Les parents d'enfants atteints d'un cancer, d'une maladie grave ou d'un handicap pourraient bientôt bénéficier d'une meilleure protection et d'un accompagnement renforcé, grâce à une proposition de loi adoptée à l'unanimité par les sénateurs ce jeudi, comme le rapporte Le Figaro. Cette loi vise à simplifier les démarches administratives de ces familles et à leur assurer un minimum de sécurité sur le plan professionnel et financier.

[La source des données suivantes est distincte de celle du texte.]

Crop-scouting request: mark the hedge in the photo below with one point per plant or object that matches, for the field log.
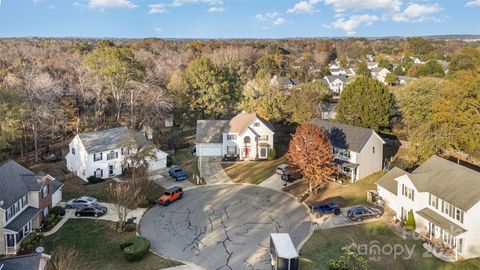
(135, 248)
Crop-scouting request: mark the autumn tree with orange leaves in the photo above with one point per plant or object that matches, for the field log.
(311, 152)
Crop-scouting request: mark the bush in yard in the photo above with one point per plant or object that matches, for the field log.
(30, 243)
(410, 224)
(93, 179)
(272, 154)
(135, 248)
(57, 211)
(130, 227)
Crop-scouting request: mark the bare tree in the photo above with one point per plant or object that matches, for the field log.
(124, 197)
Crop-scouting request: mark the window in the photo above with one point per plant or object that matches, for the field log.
(263, 138)
(45, 191)
(112, 155)
(408, 192)
(232, 137)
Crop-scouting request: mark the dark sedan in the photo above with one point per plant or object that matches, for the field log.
(93, 211)
(364, 212)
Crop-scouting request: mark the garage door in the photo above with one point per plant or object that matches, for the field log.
(211, 150)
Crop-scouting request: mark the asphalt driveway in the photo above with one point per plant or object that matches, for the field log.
(224, 226)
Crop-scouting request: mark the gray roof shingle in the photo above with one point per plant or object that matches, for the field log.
(104, 140)
(344, 136)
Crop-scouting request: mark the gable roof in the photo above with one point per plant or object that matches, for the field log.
(103, 140)
(332, 78)
(16, 181)
(344, 136)
(445, 179)
(24, 262)
(210, 131)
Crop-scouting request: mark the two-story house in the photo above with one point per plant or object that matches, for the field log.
(444, 200)
(25, 199)
(336, 83)
(246, 136)
(102, 153)
(358, 151)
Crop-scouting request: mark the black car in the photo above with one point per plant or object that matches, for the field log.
(93, 211)
(364, 212)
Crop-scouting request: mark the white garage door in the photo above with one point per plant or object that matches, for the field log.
(210, 150)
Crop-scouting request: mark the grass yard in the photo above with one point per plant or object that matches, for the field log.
(342, 194)
(253, 172)
(326, 244)
(98, 246)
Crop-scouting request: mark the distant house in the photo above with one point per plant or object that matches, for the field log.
(284, 82)
(380, 74)
(25, 200)
(102, 153)
(372, 65)
(336, 83)
(35, 261)
(246, 136)
(445, 202)
(358, 151)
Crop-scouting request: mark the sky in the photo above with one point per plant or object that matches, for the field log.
(237, 18)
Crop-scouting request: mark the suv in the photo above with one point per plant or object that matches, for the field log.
(171, 195)
(177, 173)
(290, 174)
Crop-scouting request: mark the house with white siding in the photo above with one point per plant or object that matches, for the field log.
(358, 151)
(245, 136)
(102, 153)
(25, 200)
(445, 202)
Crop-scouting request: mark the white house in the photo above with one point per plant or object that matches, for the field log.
(358, 151)
(102, 153)
(336, 83)
(379, 74)
(444, 199)
(25, 200)
(246, 136)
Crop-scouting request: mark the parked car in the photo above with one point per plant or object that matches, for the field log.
(95, 210)
(171, 195)
(325, 209)
(364, 212)
(81, 202)
(177, 173)
(290, 174)
(280, 168)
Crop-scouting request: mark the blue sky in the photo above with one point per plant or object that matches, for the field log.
(237, 18)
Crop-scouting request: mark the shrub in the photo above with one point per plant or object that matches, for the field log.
(58, 211)
(93, 179)
(272, 154)
(130, 227)
(135, 248)
(30, 243)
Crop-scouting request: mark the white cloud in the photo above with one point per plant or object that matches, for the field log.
(127, 4)
(474, 3)
(156, 8)
(279, 21)
(416, 12)
(304, 7)
(178, 3)
(216, 9)
(352, 23)
(342, 5)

« Éviter que des épreuves s'ajoutent à l'épreuve » : tel est l'objectif de cette proposition de loi, soutenue par le gouvernement, qui doit aider les parents à faire face à la « double peine » que constituent la maladie de leur enfant et les difficultés administratives et financières qui l'accompagnent, a souligné le député Vincent Thiébaut (Horizons), à l'origine de cette initiative.

Ce qu'il faut retenir

  • Le texte allonge de cinq à dix jours le congé suivant l'annonce de la survenue d'un handicap ou d'une maladie.
  • Il réduit les délais d'ouverture des droits auprès des maisons départementales des personnes handicapées (MDPH).
  • Il diminue le reste à charge lié à certains frais de santé, comme le suivi psychologique.
  • Il renforce la protection contre les licenciements dans les semaines qui suivent ce congé.
  • Il permet aux parents contraints d’arrêter un temps leur activité professionnelle de suspendre les mensualités de leur crédit immobilier.

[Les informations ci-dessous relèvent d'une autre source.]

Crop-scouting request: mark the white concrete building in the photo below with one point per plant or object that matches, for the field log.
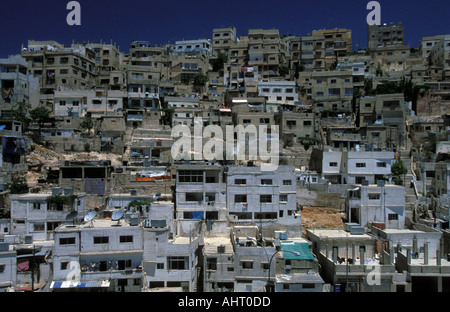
(202, 46)
(278, 93)
(264, 198)
(201, 194)
(354, 167)
(100, 254)
(8, 267)
(38, 215)
(376, 204)
(79, 102)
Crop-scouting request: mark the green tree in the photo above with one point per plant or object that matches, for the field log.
(40, 114)
(283, 70)
(18, 185)
(20, 113)
(87, 123)
(398, 169)
(200, 80)
(218, 62)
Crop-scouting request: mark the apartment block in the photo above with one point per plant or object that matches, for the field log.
(16, 84)
(348, 260)
(440, 56)
(263, 198)
(264, 50)
(108, 60)
(59, 67)
(297, 269)
(8, 267)
(98, 255)
(337, 42)
(380, 204)
(294, 125)
(385, 35)
(192, 47)
(78, 103)
(381, 120)
(222, 39)
(201, 194)
(278, 93)
(41, 213)
(352, 167)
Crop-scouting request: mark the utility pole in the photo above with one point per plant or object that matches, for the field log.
(32, 268)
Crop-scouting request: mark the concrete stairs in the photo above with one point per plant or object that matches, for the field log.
(410, 195)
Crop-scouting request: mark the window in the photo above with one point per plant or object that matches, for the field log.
(38, 227)
(240, 198)
(392, 216)
(247, 264)
(265, 198)
(126, 239)
(211, 264)
(67, 241)
(197, 197)
(190, 176)
(334, 91)
(101, 240)
(177, 263)
(64, 265)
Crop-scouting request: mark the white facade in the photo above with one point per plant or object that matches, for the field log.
(354, 167)
(8, 267)
(79, 102)
(279, 92)
(263, 197)
(100, 251)
(188, 46)
(377, 204)
(31, 214)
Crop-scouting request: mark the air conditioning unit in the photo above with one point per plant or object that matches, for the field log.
(56, 191)
(28, 239)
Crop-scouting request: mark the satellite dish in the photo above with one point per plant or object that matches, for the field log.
(71, 217)
(117, 215)
(156, 196)
(89, 216)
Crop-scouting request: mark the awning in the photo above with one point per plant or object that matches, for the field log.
(27, 286)
(74, 284)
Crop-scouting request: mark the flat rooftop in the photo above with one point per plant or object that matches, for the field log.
(338, 234)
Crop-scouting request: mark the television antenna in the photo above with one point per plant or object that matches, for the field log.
(71, 217)
(156, 196)
(116, 216)
(90, 216)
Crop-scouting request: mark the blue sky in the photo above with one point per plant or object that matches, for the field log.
(162, 21)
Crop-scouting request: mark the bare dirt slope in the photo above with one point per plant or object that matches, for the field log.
(321, 218)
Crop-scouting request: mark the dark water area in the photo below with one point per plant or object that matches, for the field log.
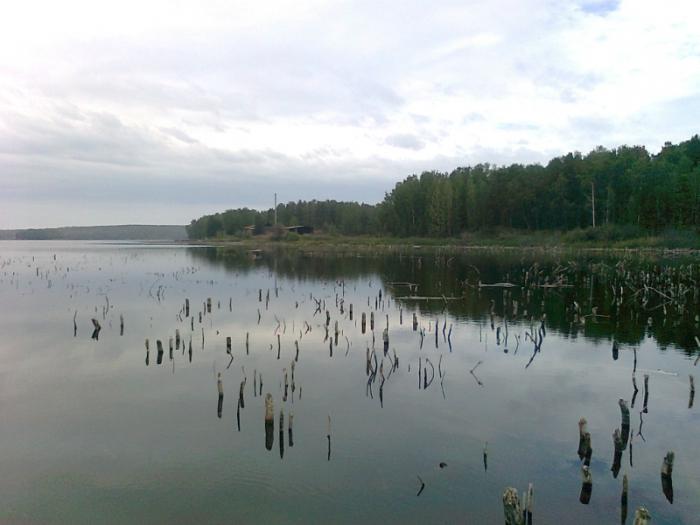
(96, 428)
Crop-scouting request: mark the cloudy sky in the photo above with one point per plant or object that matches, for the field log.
(159, 111)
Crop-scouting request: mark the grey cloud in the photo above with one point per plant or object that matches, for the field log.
(405, 141)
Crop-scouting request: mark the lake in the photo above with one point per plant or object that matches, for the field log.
(485, 392)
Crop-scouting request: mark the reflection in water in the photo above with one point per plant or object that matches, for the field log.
(617, 459)
(586, 485)
(97, 327)
(666, 476)
(281, 440)
(605, 310)
(220, 388)
(269, 421)
(692, 391)
(625, 424)
(623, 500)
(646, 394)
(584, 443)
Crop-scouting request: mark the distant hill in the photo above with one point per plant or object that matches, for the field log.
(125, 232)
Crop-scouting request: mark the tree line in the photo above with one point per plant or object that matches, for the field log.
(622, 186)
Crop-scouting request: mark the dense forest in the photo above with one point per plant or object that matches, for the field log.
(623, 186)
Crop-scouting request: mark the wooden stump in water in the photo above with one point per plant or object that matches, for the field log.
(512, 510)
(666, 476)
(584, 444)
(692, 391)
(617, 459)
(625, 424)
(269, 420)
(623, 501)
(220, 388)
(586, 485)
(642, 516)
(281, 433)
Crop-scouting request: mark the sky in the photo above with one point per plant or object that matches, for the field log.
(159, 111)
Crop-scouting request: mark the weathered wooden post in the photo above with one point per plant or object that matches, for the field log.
(692, 391)
(328, 435)
(617, 459)
(625, 424)
(623, 501)
(281, 433)
(584, 444)
(586, 486)
(220, 388)
(511, 507)
(646, 393)
(642, 516)
(97, 327)
(269, 420)
(666, 473)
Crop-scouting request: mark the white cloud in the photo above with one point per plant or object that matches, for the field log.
(343, 97)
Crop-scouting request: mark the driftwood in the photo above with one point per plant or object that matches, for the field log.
(692, 391)
(642, 516)
(514, 513)
(497, 285)
(666, 476)
(269, 420)
(220, 388)
(623, 500)
(586, 485)
(584, 444)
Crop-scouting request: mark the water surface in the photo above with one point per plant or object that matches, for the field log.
(95, 430)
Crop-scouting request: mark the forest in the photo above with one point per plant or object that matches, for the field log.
(626, 186)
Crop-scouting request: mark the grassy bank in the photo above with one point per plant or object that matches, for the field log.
(603, 237)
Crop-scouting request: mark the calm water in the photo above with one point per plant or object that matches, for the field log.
(97, 431)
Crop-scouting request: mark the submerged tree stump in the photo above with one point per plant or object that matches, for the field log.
(666, 476)
(642, 516)
(269, 420)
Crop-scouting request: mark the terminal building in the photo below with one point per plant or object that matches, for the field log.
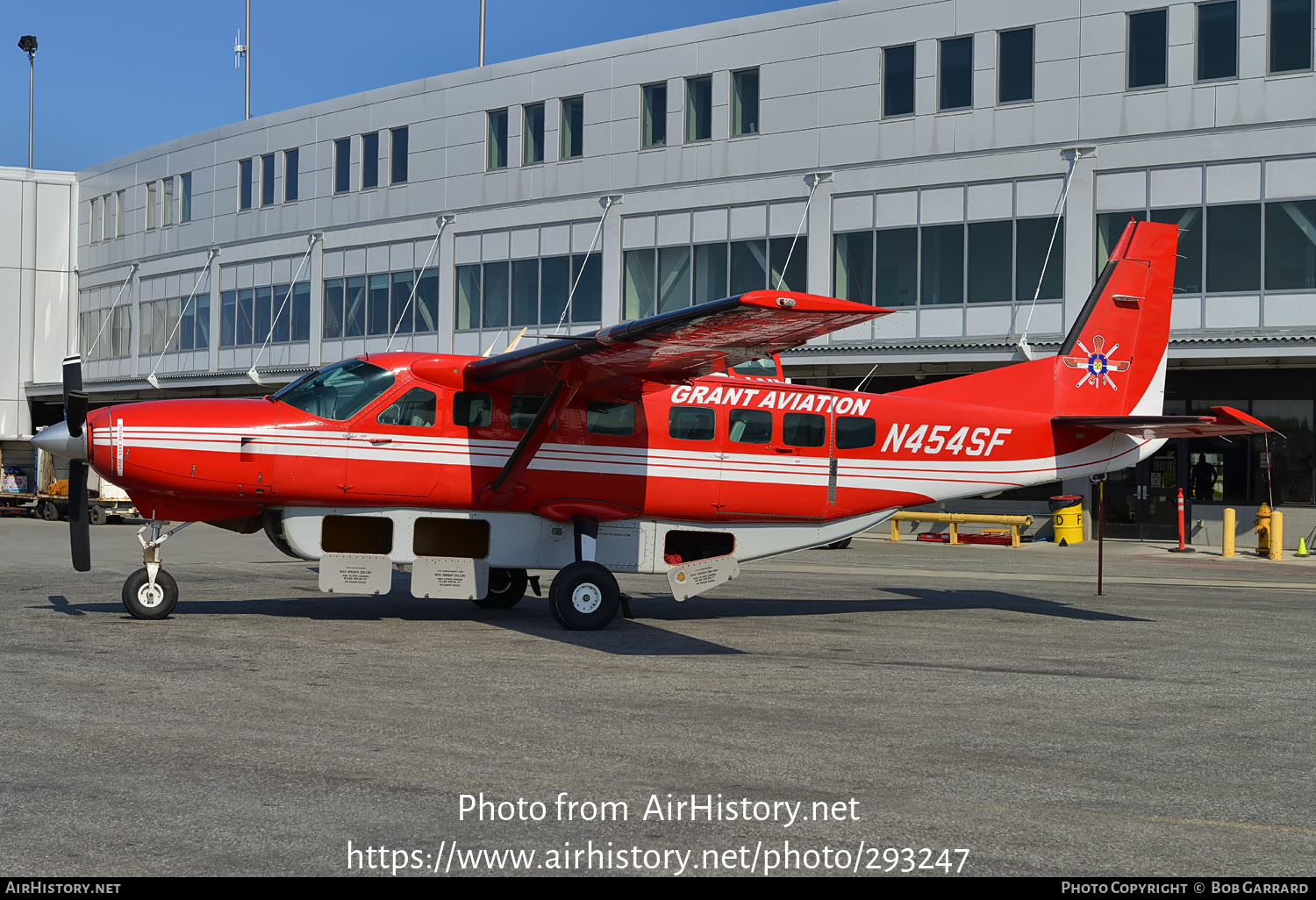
(965, 163)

Un accompagnement renforcé

La sénatrice Elsa Schalck (LR) a rappelé que « la brutalité du diagnostic, l'angoisse permanente, s'ajoutent trop souvent des obstacles administratifs, des inquiétudes financières, des démarches interminables ». La commission des affaires sociales a supprimé une disposition qui interdisait le non-renouvellement d'un bail pour les locataires, au motif que le Conseil constitutionnel avait censuré des dispositions similaires.

Les sénateurs ont également supprimé l'article instaurant la gratuité des parkings des établissements de santé pour ces parents, contrevenant notamment au principe d'égalité devant la loi. En revanche, ils ont adopté un amendement porté par Marie-Do Aeschlimann (LR) permettant aux parents le déblocage anticipé des droits constitués au titre d'un plan d'épargne retraite.

Des mesures concrètes

Le texte permet aux parents d'enfants hospitalisés loin de leur domicile de loger à proximité de l'hôpital grâce à un dispositif pris en charge par la Sécurité sociale. La rapporteure Marie-Claude Lermytte du groupe Les Indépendants a souligné que les maisons de parents, portées par le tissu associatif, constituent « une réponse précieuse, mais insuffisante, puisque régulièrement engorgée », obligeant certaines familles à se tourner vers des solutions plus coûteuses.

Chaque année, plus de 2 300 enfants sont diagnostiqués d’un cancer en France, et près de 560 000 ont un handicap reconnu. Cette proposition de loi devrait aider à améliorer leur quotidien et celui de leurs familles.

Et maintenant ?

Il reste maintenant à voir comment cette proposition de loi sera mise en œuvre et quels seront les prochains pas pour les parents d'enfants gravement malades. Les réactions des associations et des professionnels de santé sont attendues dans les prochaines semaines.

Les sénateurs ont pris une décision importante pour les parents d'enfants gravement malades, et il est essentiel de suivre les prochaines étapes pour garantir que cette loi soit effective et bénéfique pour ceux qui en ont besoin.